Lisbon (AFP) - Antonio Guterres, the man set to become the next United Nations secretary-general, vowed Thursday to serve "the most vulnerable" when he takes up the post.
"To describe what I feel at the present moment two words are sufficient: gratitude and humility," the former Portuguese prime minister said in an address at the foreign ministry in Lisbon.
"Gratitude but also humility. Humility when facing the dramatic problems of today's world and humility that is needed to serve, and especially to serve those that are most vulnerable," he added.
"The victims of conflict, of terrorism, the victims of the violation of rights, the victims of poverty and injustices."

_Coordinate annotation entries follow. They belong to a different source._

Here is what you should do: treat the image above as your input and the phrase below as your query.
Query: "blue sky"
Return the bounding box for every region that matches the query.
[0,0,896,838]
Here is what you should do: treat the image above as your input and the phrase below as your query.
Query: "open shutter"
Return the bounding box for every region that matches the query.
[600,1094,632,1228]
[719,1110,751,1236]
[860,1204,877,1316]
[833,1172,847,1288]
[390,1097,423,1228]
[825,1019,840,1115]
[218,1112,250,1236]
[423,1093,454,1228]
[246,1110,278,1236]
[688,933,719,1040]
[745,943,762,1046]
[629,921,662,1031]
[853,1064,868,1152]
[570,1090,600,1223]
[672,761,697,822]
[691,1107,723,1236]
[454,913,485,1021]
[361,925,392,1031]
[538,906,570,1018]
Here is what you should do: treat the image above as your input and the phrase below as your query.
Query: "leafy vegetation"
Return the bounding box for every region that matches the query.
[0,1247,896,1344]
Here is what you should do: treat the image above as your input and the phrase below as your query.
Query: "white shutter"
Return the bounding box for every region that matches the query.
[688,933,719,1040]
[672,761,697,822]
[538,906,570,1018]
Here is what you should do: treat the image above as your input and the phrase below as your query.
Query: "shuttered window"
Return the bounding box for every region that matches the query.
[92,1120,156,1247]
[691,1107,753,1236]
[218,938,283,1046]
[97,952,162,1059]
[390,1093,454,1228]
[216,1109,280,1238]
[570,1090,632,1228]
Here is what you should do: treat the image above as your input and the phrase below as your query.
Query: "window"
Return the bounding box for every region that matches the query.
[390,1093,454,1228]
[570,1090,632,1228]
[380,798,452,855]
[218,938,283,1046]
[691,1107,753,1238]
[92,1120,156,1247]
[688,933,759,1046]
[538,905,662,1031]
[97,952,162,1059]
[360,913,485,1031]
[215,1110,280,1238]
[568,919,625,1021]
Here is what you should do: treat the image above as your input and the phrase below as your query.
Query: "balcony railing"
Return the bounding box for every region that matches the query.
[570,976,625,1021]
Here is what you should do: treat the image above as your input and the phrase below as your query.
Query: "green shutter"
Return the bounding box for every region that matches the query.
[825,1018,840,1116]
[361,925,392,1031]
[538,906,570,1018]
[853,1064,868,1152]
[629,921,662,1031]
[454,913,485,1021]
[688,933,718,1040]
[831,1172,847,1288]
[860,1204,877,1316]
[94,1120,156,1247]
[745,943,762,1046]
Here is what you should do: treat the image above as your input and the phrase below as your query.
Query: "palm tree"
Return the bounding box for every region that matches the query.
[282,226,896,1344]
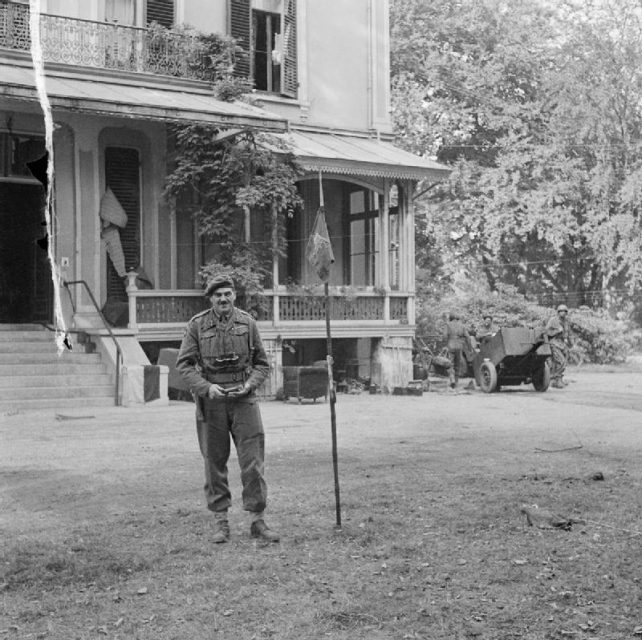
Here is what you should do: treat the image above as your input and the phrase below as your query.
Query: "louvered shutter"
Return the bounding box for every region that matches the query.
[105,147,140,301]
[227,0,252,78]
[281,0,299,98]
[147,0,174,29]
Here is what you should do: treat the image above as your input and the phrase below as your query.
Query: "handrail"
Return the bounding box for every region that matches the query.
[63,280,123,406]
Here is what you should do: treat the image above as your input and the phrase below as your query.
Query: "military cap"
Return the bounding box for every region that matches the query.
[205,274,234,298]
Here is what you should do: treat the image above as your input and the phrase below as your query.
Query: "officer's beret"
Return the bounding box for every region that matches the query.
[205,274,234,298]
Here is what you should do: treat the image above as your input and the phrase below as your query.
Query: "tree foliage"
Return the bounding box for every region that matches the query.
[391,0,642,318]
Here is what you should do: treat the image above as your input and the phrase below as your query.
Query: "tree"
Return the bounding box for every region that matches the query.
[392,0,642,312]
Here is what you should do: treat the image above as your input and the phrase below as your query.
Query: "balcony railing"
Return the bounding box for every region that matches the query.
[122,272,410,329]
[0,2,208,80]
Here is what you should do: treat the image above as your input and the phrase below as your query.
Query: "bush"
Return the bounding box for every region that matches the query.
[417,286,634,364]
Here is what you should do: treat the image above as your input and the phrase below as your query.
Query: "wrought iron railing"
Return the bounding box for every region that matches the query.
[390,296,408,324]
[279,294,384,322]
[0,1,208,80]
[122,272,410,330]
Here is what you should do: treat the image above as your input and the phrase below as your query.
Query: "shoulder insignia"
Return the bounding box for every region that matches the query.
[235,309,254,324]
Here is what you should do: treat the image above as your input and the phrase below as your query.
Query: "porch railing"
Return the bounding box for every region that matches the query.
[127,272,410,330]
[0,2,207,80]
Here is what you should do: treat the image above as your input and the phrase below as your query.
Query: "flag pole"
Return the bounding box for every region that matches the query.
[319,170,341,530]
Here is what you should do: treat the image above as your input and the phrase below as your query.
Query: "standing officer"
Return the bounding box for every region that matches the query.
[176,275,279,543]
[544,304,570,389]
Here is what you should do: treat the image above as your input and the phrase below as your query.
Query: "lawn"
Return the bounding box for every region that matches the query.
[0,420,642,640]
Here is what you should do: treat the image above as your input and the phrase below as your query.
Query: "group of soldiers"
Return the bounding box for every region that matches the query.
[445,304,572,389]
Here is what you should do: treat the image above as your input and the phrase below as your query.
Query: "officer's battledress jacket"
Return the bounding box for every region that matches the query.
[176,308,270,396]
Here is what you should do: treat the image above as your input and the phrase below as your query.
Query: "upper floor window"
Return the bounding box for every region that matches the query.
[145,0,175,29]
[105,0,136,25]
[229,0,298,98]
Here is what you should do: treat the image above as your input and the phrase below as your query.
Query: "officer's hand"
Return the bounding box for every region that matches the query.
[207,384,225,399]
[227,385,251,398]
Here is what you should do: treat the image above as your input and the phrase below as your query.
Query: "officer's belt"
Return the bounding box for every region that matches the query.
[205,371,247,384]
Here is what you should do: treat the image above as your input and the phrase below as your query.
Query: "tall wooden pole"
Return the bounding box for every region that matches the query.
[319,171,341,529]
[325,282,341,529]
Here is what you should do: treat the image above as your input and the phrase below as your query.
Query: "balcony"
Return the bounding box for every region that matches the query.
[0,2,209,80]
[127,273,414,339]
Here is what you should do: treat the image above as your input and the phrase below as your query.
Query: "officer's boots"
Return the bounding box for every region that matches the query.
[212,511,230,544]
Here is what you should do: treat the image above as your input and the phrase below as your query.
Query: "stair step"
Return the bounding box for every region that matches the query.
[0,384,115,402]
[0,395,115,415]
[0,338,73,354]
[0,361,106,377]
[0,332,55,344]
[0,367,111,388]
[0,324,46,332]
[0,351,100,365]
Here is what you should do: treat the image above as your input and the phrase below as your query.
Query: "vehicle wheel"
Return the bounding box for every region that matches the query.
[532,361,551,391]
[479,361,497,393]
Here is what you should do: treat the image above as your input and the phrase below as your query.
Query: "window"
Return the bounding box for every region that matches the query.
[252,11,281,93]
[348,189,379,287]
[145,0,174,29]
[105,0,136,25]
[0,133,46,178]
[228,0,298,98]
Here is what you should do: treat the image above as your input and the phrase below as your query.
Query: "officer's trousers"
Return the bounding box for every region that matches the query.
[196,396,267,513]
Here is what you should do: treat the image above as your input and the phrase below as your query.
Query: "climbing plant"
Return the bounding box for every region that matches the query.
[159,34,303,313]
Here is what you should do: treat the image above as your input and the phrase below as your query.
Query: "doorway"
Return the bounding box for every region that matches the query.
[0,182,53,324]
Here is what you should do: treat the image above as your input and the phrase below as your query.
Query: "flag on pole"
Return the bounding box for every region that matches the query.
[305,205,334,282]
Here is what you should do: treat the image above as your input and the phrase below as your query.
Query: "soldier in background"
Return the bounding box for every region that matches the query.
[446,311,470,389]
[176,275,279,543]
[544,304,571,389]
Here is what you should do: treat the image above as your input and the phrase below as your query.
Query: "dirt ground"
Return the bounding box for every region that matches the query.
[0,361,642,638]
[0,366,642,540]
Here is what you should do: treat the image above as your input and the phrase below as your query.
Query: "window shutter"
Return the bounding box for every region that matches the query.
[228,0,252,78]
[147,0,174,29]
[281,0,299,98]
[105,147,140,301]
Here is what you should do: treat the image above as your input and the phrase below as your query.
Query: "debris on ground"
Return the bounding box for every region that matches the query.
[520,504,586,531]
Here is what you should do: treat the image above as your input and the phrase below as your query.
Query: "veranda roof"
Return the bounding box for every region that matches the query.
[264,130,451,181]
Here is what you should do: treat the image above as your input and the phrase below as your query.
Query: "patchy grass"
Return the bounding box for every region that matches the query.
[0,441,642,640]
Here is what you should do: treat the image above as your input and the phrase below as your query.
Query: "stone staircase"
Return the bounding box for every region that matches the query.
[0,324,114,415]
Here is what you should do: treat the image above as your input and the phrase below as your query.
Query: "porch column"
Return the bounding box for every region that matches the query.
[169,198,178,289]
[126,271,138,329]
[272,205,280,324]
[403,180,416,324]
[379,178,390,323]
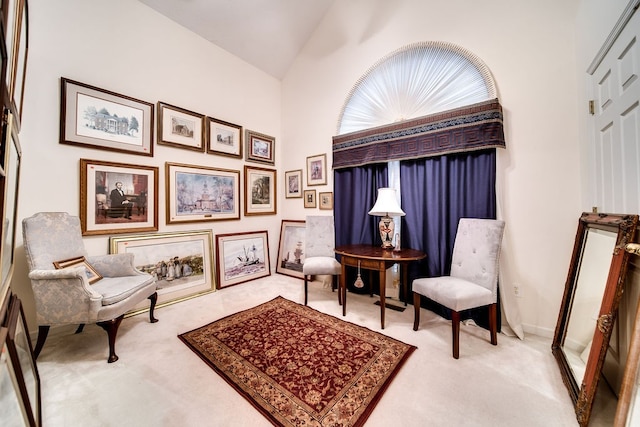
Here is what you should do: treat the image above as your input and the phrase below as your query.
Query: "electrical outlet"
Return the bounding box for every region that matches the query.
[513,284,522,298]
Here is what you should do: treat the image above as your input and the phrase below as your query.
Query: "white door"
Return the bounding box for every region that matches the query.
[592,6,640,213]
[591,5,640,394]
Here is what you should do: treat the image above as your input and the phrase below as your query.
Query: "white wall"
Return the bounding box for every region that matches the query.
[13,0,284,329]
[282,0,581,336]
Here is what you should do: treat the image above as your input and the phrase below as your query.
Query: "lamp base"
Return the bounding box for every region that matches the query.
[378,215,396,249]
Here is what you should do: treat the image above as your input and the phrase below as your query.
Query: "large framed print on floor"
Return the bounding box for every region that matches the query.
[80,159,158,236]
[276,219,305,279]
[60,77,154,156]
[109,230,214,314]
[216,231,271,289]
[165,163,240,224]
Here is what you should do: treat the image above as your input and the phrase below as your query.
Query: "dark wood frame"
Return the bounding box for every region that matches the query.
[60,77,154,156]
[80,159,158,236]
[551,212,638,426]
[5,295,42,427]
[245,129,276,165]
[244,165,278,216]
[158,102,205,153]
[165,162,241,224]
[276,219,306,279]
[206,117,243,159]
[216,231,271,289]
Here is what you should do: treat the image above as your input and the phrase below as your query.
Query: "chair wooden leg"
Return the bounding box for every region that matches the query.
[97,314,124,363]
[33,325,49,359]
[413,292,420,331]
[451,310,460,359]
[147,292,158,323]
[489,304,498,345]
[331,274,342,305]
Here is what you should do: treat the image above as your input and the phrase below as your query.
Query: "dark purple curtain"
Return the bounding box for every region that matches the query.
[400,148,500,327]
[333,163,389,293]
[333,163,389,246]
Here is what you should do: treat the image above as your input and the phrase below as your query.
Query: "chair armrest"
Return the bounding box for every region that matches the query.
[29,267,102,325]
[87,253,145,277]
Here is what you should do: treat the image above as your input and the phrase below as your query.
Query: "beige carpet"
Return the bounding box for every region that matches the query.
[32,274,615,427]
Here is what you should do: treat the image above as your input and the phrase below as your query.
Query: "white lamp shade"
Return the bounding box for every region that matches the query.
[369,188,406,216]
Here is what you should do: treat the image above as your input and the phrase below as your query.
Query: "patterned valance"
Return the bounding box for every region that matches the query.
[333,99,505,169]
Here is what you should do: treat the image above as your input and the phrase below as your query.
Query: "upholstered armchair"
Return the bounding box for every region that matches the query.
[22,212,157,363]
[302,216,342,305]
[412,218,504,359]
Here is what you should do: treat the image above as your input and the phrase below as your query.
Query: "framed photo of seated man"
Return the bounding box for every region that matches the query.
[80,159,158,236]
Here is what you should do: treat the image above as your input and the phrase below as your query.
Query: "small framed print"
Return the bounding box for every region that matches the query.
[80,159,158,236]
[206,117,242,159]
[276,219,306,279]
[245,129,276,165]
[60,77,153,156]
[284,169,302,199]
[244,165,277,216]
[216,231,271,289]
[53,256,102,285]
[318,191,333,210]
[158,102,204,152]
[304,190,316,208]
[307,154,327,185]
[165,162,240,224]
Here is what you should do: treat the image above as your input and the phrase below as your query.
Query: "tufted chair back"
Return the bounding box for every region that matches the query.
[450,218,504,302]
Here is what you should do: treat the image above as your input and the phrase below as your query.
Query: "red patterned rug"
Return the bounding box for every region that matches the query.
[179,297,416,426]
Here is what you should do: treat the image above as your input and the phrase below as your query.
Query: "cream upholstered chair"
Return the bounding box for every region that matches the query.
[413,218,504,359]
[302,216,341,305]
[22,212,158,363]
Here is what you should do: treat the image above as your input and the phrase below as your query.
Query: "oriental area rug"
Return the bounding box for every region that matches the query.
[178,297,416,426]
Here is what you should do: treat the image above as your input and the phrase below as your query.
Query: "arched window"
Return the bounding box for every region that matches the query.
[337,42,497,135]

It was his first public comment since the UN Security Council earlier on Thursday unanimously backed Guterres, who was chief of the UN's refugee agency for a decade, to be the next secretary-general.
A vote by the UN General Assembly's 193 member states to endorse him as successor to Ban Ki-moon is expected next week, probably on Thursday.
The unanimous Security Council backing for Guterres for a five-year term from January 1 followed an informal vote on Wednesday during which 13 of the 15 members supported his candidacy and none of the five veto-holding powers blocked him.
"I was moved when I saw the Security Council able to decide in unity and consensus and to decide in a very quick way," Guterres said in an address repeated in English, French, Portuguese and Spanish.
"And I hope this represents a symbolic moment, a moment in which the Security Council enhances its capacity to act in unity and consensus creating the conditions to decide timely in relation to the dramatic problems of out time."
Guterres, who served as Portugal's prime minister from 1995 to 2002, won the number-one spot in all of the informal votes held by the Security Council.
The 67-year-old socialist politician, who will be the first former head of government to lead the United Nations, has pledged to revamp the global diplomatic body to boost its peacemaking efforts and promote human rights.